CS 324: k-Nearest Neighbor Classifier

One of the main ways that nearest neighbors are used is for a k-NN (k-nearest neighbor) classifier, which is attempts to classify an item based on the classifications of neighbors around it.

The dataset that you'll use for this assignment is some very old anonymized data regarding Carleton's writing portfolio. You can find it on the department network in /Accounts/courses/cs324/writingportfolio.xlsx. The only reason I can even distribute this is because it is so old and it is anonymized; nonetheless, please do not distribute it any further. It is in Excel, which is a way data is often distributed in the "real world," so you'll need to figure out how to get the data out and into your programming environment of choice. Once you've done so, throw away "Project ID" (for purposes of most of the exercise, but you'll need it later see below), and isolate the "needs work" column as separate from the rest of the data. This last column is your actual classification you are trying to predict: a value of 1 for "needs work" means the student was deemed to not have a successful writing portfolio.

Part 1

Standardize the remainder of the data (after ignoring the above two columns). Submit your standardized data, with "Project ID" and "needs work" columns appended back on, in some easy-to-read format, along with the code that you have used to generate it.

Part 2

Write a program to loop over each item in the dataset, using the above standardized version, and for each find its nearest neighbors for k = 1, 3, 5, 7, and a few others based on your intuition. Make sure not to accidentally include the item itself as one of its nearest neighbors! Pretend that you don't know the correct classification of the item (Needs Work or not), and have the neighbors vote on what they think the classification should be. Compare the classification you estimate to the actual classification, and determine the percentage that you actually get correct.

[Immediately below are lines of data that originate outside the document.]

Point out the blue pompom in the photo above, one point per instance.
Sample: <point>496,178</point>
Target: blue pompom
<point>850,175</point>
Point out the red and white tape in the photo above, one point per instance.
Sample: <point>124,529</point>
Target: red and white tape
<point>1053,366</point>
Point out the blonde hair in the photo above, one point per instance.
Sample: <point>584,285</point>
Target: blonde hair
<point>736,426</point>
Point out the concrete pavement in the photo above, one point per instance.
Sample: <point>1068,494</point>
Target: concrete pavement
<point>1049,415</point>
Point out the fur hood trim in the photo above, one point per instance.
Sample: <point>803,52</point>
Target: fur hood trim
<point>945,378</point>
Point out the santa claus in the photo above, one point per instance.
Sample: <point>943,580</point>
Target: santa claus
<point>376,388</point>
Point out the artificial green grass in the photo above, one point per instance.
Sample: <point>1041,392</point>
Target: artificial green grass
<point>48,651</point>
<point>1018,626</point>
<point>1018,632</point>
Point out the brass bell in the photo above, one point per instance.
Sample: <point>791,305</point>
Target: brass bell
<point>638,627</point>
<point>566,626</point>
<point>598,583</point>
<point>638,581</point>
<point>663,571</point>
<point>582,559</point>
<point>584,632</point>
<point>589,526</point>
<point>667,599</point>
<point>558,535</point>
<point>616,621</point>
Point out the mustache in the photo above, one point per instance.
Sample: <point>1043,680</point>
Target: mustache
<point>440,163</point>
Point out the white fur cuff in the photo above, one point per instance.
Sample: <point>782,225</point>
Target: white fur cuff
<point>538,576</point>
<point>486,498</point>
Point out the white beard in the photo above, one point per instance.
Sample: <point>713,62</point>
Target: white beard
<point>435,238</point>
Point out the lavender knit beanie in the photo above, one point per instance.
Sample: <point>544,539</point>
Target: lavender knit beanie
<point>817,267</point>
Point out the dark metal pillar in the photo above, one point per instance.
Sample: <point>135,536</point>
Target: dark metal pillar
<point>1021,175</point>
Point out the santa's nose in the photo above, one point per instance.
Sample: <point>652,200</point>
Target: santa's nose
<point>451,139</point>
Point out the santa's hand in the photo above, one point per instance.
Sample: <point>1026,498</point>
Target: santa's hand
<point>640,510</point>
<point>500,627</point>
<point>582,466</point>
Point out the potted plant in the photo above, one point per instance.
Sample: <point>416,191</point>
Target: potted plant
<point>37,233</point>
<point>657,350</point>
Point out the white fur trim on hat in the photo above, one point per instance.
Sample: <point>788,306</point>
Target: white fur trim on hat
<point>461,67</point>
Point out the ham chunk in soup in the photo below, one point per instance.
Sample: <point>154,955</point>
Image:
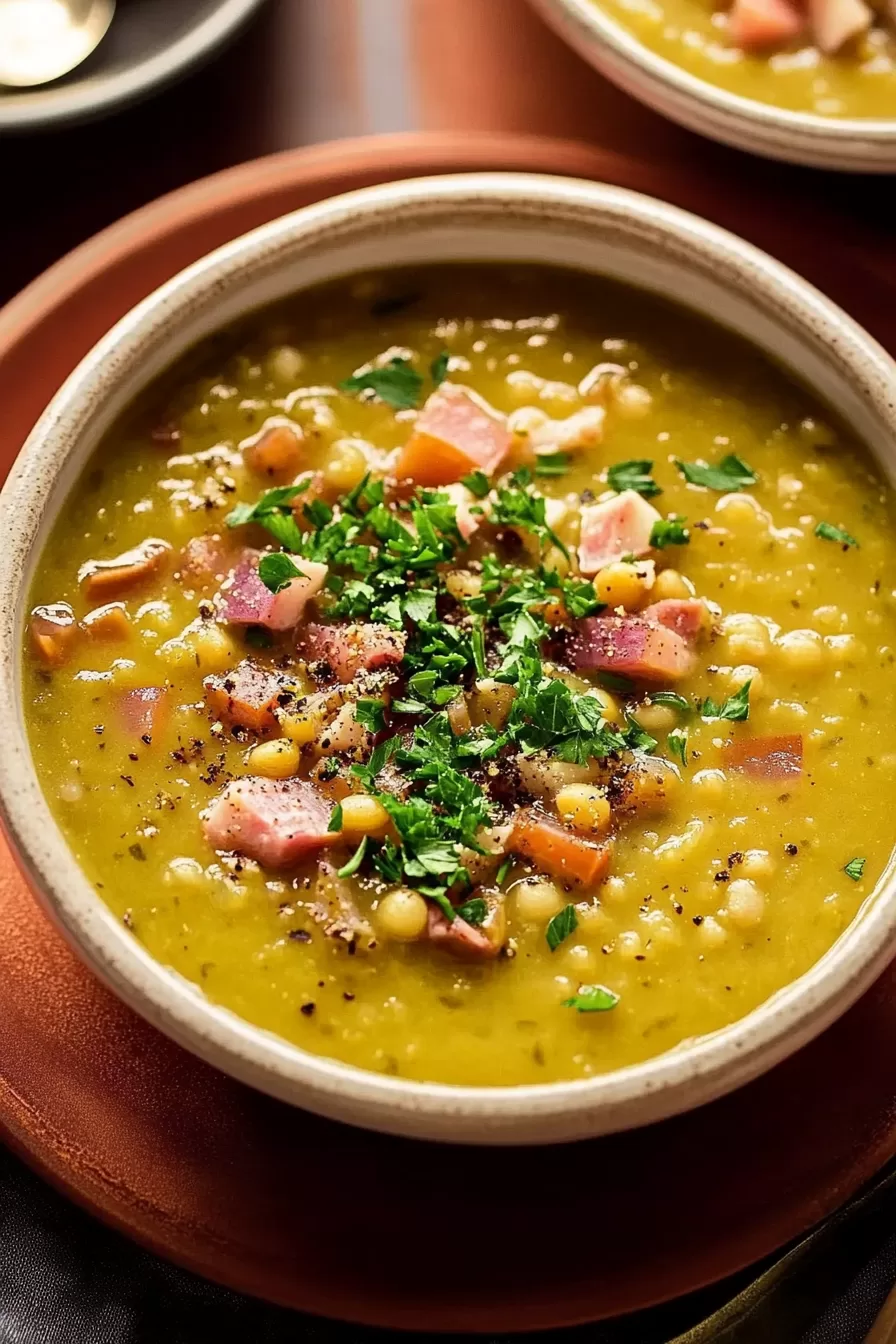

Try your technique for both Euclidean distance and Manhattan distance, and plot your results for each for a variety of values of k.

In order to assist the graders, your program should also print out the predicted classification (the results of the vote) for each project ID. Make it easy for the graders to pick a value of k and a distance metric (Euclidean or Manhattan distance) when they run your program.

I haven't tried this technique myself on this particular dataset, so I'm curious as to what you'll get. On one hand, it would be amazingly cool if you can get pretty good classification rates. On the other hand, if you can succeed at this with high accuracy, it might have scary implications regarding the relevance of the entire writing portfolio exercise. What will you find?

In addition to submitting your code, you should turn in the plots that you generate, as well as a short description of your results.